With the aim of strengthening global preparedness and response of any future epidemics and pandemics, as many as 300 scientists will engage in updating the list of priority pathogens that can cause future outbreaks or pandemics.
Starting with a meeting held last Friday, 18 November, WHO is convening over 300 scientists who will consider the evidence on over 25 virus families and bacteria, as well as “Disease X.”
Disease X is included to indicate an unknown pathogen that could cause a serious international epidemic. The experts will recommend a list of priority pathogens that need further research and investment. The process will include both scientific and public health criteria, as well as criteria related to socio-economic impact, access, and equity.
The list was first published in 2017 and the last prioritization exercise was done in 2018. The current list includes COVID-19, Crimean-Cong haemorrhagic fever, Ebola virus disease and Marburg virus disease, Lassa fever, Middle East respiratory syndrome (MERS) and Severe Acute Respiratory Syndrome (SARS), revised list is expected to be published in the first quarter of 2023. Nipah and henipaviral diseases, Rift Valley fever, Zika and Disease X.
WHO’s Health Emergencies Programme Executive Director Dr Michael Ryan said, “targeting priority pathogens and virus families for research and development of countermeasures is essential for a fast and effective epidemic and pandemic response. Without significant R&D investments prior to the COVID-19 pandemic, it would not have been possible to have safe and effective vaccines developed in record time.”
For those pathogens identified as priority, the WHO R&D Blueprint for epidemics develops R&D roadmaps, which lay out knowledge gaps and research priorities. Where relevant, target product profiles, which inform developers about the desired specifications for vaccines, treatments and diagnostic tests, are developed. Efforts are also made to map, compile and facilitate clinical trials to develop these tools. Complimentary efforts – such as to strengthen regulatory and ethics oversight – are also considered.

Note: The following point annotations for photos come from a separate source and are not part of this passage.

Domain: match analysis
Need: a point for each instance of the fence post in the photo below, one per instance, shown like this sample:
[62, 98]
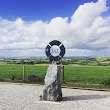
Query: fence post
[63, 73]
[23, 72]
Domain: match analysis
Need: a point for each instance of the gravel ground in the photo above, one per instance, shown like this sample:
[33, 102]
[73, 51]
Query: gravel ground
[26, 97]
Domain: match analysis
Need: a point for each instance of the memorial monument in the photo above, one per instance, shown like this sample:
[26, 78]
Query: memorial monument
[55, 51]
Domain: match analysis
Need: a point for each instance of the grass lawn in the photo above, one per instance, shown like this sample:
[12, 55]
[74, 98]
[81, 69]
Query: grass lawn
[77, 74]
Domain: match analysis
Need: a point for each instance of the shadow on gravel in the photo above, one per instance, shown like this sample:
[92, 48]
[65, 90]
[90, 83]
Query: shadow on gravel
[84, 97]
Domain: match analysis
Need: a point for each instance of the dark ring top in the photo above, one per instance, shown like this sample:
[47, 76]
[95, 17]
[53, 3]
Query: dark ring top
[61, 54]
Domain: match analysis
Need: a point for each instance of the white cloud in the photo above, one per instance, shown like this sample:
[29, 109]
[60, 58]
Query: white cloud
[87, 32]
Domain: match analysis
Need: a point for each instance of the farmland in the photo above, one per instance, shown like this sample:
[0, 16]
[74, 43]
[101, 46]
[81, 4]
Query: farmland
[75, 74]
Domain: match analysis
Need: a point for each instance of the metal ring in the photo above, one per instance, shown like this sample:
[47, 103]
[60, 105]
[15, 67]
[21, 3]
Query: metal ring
[62, 50]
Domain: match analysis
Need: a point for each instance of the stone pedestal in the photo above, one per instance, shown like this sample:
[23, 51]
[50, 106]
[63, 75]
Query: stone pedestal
[52, 90]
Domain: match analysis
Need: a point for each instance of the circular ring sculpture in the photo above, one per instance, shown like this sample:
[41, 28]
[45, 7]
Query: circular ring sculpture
[55, 50]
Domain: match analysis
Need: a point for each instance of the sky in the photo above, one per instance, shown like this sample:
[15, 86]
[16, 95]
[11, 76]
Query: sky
[27, 26]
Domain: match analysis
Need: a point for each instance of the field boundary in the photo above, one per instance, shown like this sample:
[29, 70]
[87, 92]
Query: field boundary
[69, 87]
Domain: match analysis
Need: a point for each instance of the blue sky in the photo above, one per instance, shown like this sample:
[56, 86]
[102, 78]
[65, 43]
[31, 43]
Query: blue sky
[27, 26]
[39, 9]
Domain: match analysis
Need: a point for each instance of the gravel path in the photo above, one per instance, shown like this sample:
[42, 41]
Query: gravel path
[26, 97]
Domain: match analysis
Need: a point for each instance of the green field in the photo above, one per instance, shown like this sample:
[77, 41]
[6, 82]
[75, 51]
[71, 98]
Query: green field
[77, 74]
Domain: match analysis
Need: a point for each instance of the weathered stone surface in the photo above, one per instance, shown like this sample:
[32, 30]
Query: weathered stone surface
[52, 90]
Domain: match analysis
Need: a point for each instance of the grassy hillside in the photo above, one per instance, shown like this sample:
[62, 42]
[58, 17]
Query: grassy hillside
[75, 74]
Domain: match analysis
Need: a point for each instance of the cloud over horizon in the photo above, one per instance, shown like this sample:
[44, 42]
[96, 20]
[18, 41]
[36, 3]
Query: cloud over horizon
[88, 33]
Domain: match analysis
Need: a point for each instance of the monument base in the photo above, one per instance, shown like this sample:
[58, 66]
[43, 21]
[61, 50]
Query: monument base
[52, 90]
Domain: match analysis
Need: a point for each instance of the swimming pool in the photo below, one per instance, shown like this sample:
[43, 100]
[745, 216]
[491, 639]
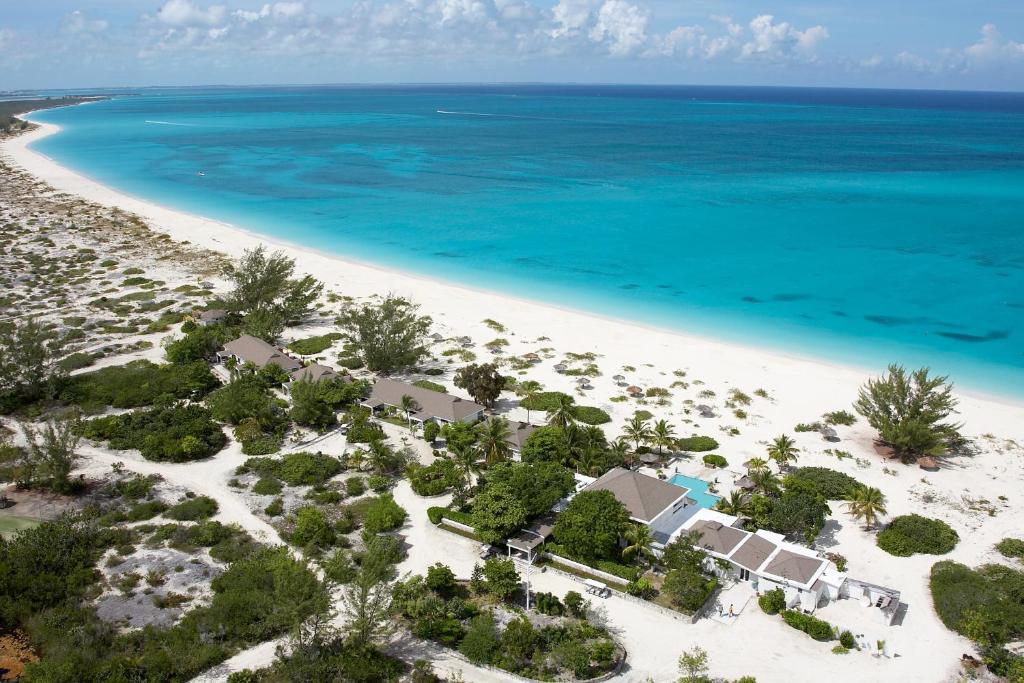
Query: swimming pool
[698, 489]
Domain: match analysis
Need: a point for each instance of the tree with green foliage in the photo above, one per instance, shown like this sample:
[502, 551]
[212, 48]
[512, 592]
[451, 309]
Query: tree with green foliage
[482, 382]
[638, 430]
[910, 411]
[308, 407]
[782, 451]
[267, 295]
[30, 370]
[502, 580]
[562, 412]
[498, 513]
[866, 503]
[493, 439]
[388, 336]
[53, 447]
[591, 525]
[527, 390]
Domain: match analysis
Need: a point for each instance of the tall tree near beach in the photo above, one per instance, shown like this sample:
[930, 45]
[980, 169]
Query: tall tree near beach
[782, 451]
[482, 382]
[267, 295]
[389, 336]
[29, 370]
[910, 412]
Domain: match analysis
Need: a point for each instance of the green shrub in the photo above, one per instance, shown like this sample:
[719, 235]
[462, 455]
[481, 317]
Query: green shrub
[437, 477]
[383, 514]
[1011, 548]
[773, 601]
[591, 416]
[696, 443]
[192, 509]
[815, 628]
[174, 433]
[267, 486]
[832, 484]
[355, 486]
[907, 535]
[312, 345]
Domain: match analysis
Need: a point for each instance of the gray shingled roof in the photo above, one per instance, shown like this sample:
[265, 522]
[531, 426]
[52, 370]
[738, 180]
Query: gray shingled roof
[794, 566]
[251, 349]
[717, 537]
[429, 403]
[754, 552]
[645, 498]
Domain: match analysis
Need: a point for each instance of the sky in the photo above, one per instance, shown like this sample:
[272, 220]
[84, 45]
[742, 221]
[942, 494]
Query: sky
[939, 44]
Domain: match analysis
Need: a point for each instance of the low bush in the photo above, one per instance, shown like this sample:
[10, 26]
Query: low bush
[832, 484]
[907, 535]
[1011, 548]
[696, 443]
[201, 507]
[773, 601]
[713, 460]
[813, 627]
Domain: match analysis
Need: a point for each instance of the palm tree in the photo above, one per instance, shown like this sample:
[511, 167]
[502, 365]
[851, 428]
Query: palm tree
[756, 465]
[866, 503]
[764, 481]
[493, 437]
[620, 450]
[466, 459]
[663, 434]
[638, 538]
[783, 451]
[638, 430]
[563, 413]
[409, 404]
[527, 391]
[737, 504]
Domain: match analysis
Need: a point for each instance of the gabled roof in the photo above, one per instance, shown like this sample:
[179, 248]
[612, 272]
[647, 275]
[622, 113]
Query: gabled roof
[718, 538]
[645, 498]
[753, 552]
[796, 567]
[251, 349]
[429, 403]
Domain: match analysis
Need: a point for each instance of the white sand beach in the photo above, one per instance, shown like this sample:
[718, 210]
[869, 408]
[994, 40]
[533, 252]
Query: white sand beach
[966, 493]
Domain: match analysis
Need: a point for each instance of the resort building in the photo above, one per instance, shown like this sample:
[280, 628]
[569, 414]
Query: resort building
[518, 433]
[768, 561]
[429, 406]
[251, 349]
[662, 506]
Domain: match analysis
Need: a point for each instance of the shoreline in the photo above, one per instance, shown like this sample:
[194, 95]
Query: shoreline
[459, 306]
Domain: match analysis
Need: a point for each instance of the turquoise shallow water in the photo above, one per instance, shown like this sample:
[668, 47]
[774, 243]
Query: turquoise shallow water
[861, 226]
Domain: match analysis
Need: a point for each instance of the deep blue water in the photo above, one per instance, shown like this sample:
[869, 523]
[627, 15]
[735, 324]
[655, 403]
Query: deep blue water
[856, 225]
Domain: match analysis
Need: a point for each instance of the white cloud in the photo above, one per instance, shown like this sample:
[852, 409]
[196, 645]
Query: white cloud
[772, 41]
[622, 26]
[77, 23]
[185, 12]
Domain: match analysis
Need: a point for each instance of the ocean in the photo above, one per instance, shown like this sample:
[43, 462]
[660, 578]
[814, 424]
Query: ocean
[862, 226]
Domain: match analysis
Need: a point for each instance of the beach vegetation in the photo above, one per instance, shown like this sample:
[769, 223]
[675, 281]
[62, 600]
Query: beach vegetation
[592, 524]
[388, 336]
[696, 443]
[267, 295]
[910, 412]
[174, 432]
[907, 535]
[482, 382]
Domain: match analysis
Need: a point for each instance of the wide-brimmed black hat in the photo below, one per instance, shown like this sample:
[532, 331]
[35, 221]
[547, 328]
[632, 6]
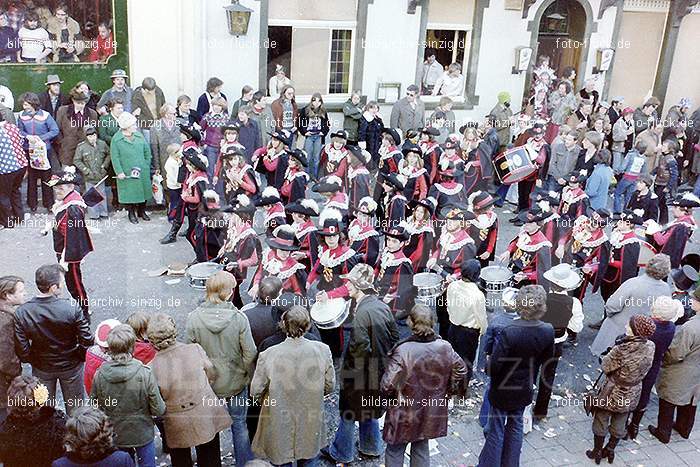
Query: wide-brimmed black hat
[307, 207]
[393, 180]
[394, 135]
[241, 204]
[191, 132]
[685, 277]
[330, 222]
[269, 196]
[428, 203]
[399, 232]
[196, 158]
[329, 184]
[282, 135]
[69, 175]
[410, 147]
[428, 130]
[299, 155]
[283, 238]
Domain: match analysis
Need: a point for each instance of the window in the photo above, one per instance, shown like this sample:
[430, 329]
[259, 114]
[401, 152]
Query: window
[341, 47]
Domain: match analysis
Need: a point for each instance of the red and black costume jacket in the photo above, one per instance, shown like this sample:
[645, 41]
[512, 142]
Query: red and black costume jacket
[673, 238]
[242, 246]
[416, 183]
[447, 193]
[294, 185]
[248, 185]
[395, 281]
[389, 158]
[335, 162]
[453, 250]
[484, 231]
[331, 264]
[358, 182]
[71, 239]
[272, 165]
[431, 159]
[531, 255]
[619, 258]
[364, 239]
[420, 245]
[308, 242]
[291, 272]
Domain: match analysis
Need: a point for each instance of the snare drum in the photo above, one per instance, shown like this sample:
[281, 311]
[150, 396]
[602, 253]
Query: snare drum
[428, 285]
[200, 272]
[331, 313]
[515, 164]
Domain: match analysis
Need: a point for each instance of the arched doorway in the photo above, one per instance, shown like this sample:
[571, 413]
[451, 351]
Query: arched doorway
[561, 30]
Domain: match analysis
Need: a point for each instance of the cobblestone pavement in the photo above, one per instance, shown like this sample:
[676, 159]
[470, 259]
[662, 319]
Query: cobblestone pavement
[115, 275]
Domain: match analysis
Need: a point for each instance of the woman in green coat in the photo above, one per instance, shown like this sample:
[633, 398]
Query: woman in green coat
[131, 159]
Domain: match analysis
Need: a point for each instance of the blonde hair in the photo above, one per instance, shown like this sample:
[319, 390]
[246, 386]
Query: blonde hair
[220, 287]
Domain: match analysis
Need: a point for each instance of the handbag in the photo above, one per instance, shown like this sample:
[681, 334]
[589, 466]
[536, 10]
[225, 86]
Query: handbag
[590, 396]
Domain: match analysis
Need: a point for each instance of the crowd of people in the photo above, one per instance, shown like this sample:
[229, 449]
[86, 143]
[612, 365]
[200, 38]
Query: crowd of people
[415, 197]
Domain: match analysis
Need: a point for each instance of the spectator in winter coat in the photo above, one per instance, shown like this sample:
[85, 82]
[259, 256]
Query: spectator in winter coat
[598, 183]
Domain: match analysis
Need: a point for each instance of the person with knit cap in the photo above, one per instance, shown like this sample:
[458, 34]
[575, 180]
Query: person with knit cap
[624, 367]
[466, 308]
[664, 311]
[679, 379]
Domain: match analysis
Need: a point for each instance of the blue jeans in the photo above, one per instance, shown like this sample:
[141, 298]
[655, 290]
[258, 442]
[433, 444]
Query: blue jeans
[504, 438]
[623, 193]
[145, 455]
[312, 146]
[343, 447]
[238, 410]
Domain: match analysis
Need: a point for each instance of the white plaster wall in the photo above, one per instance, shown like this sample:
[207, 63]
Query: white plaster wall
[182, 43]
[391, 45]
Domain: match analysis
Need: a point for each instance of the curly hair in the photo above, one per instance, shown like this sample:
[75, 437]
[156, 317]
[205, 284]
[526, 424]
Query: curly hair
[162, 332]
[89, 435]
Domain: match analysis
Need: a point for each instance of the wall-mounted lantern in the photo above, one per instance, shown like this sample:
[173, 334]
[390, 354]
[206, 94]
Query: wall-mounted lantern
[238, 18]
[603, 60]
[522, 59]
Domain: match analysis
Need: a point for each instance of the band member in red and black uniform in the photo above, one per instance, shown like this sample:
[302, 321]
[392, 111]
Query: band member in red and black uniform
[538, 145]
[431, 152]
[529, 254]
[302, 212]
[193, 189]
[454, 248]
[619, 257]
[336, 259]
[394, 201]
[296, 179]
[447, 192]
[358, 176]
[273, 208]
[272, 160]
[238, 177]
[241, 249]
[584, 246]
[645, 199]
[71, 239]
[411, 167]
[334, 157]
[210, 230]
[484, 228]
[419, 226]
[395, 273]
[331, 188]
[362, 235]
[278, 261]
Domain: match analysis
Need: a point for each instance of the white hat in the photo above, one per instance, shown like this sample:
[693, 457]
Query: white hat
[564, 276]
[103, 330]
[126, 120]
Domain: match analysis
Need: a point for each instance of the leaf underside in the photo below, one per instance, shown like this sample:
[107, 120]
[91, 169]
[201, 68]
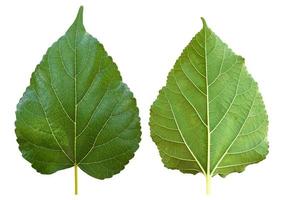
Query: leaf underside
[77, 110]
[210, 117]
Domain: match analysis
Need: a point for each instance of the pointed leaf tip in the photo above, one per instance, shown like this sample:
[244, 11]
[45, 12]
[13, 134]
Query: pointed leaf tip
[79, 17]
[203, 22]
[78, 22]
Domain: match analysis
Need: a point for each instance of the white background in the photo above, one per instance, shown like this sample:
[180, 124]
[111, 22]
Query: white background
[144, 38]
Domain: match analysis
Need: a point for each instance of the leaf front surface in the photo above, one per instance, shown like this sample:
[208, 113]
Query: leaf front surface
[210, 116]
[76, 110]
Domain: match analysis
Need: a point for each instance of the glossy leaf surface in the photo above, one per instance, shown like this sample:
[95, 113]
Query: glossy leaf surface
[76, 110]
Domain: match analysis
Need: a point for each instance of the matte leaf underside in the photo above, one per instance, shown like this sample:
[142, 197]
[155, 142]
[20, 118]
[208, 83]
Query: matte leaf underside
[77, 111]
[210, 117]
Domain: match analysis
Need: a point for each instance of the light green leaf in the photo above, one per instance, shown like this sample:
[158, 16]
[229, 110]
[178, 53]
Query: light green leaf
[77, 111]
[210, 117]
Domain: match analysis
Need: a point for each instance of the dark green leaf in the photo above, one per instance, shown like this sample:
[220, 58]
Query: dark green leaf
[77, 111]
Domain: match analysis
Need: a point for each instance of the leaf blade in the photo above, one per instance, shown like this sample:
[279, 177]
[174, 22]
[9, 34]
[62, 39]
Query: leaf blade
[212, 95]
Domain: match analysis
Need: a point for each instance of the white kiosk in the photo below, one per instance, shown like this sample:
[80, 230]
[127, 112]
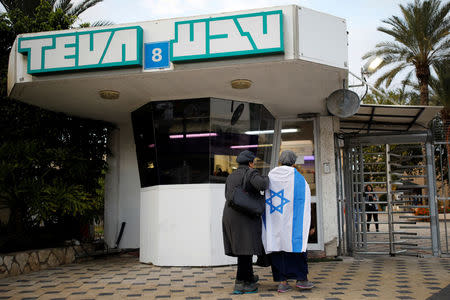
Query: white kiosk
[187, 95]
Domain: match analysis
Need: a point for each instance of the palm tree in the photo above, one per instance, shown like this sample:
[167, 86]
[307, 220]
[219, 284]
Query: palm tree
[421, 39]
[28, 6]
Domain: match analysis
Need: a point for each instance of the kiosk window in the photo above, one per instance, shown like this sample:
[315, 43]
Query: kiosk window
[197, 140]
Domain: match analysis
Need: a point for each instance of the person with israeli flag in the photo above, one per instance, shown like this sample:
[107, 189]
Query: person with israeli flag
[286, 224]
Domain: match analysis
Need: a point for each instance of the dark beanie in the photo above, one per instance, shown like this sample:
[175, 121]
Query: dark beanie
[245, 157]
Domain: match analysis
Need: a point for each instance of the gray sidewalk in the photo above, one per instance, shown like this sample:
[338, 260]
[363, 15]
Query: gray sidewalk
[126, 278]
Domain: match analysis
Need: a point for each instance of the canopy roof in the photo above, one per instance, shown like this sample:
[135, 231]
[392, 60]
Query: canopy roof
[383, 118]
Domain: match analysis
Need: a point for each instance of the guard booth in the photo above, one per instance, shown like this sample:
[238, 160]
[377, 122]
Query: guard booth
[390, 149]
[187, 95]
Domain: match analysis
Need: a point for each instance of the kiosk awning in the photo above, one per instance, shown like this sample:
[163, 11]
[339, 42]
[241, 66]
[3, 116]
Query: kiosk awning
[382, 118]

WHO Chief Scientist Dr Soumya Swaminathan said, “This list of priority pathogens has become a reference point for the research community on where to focus energies to manage the next threat. It is developed together with experts in the field, and is the agreed direction for where we—as a global research community—need to invest energy and funds to develop tests, treatments and vaccines. We thank our donors like the US government, our partners, and the scientists who work with WHO to make this possible.”
The prioritization exercise will draw on the lessons from COVID-19 and ensure that trust, equity and access for those at highest risk is central to future R&D efforts. It will adopt a viral family approach to identify representative viruses (or prototypes) within a viral family as a pathfinder in generating science, evidence and filling knowledge gaps that may then be applicable to other viruses of threat in the same family. In recent years there has been growing support for this approach as it offers a framework to fast-track research and encourages research efforts on entire classes of viruses (e.g. flaviviruses), instead of just individual strains (e.g. zika virus), thus improving the capability to respond to unforeseen strains, zoonotic viruses (an animal virus that could jump to humans) and the potential threat of a Disease X.
The revised list is expected to be published in the first quarter of 2023.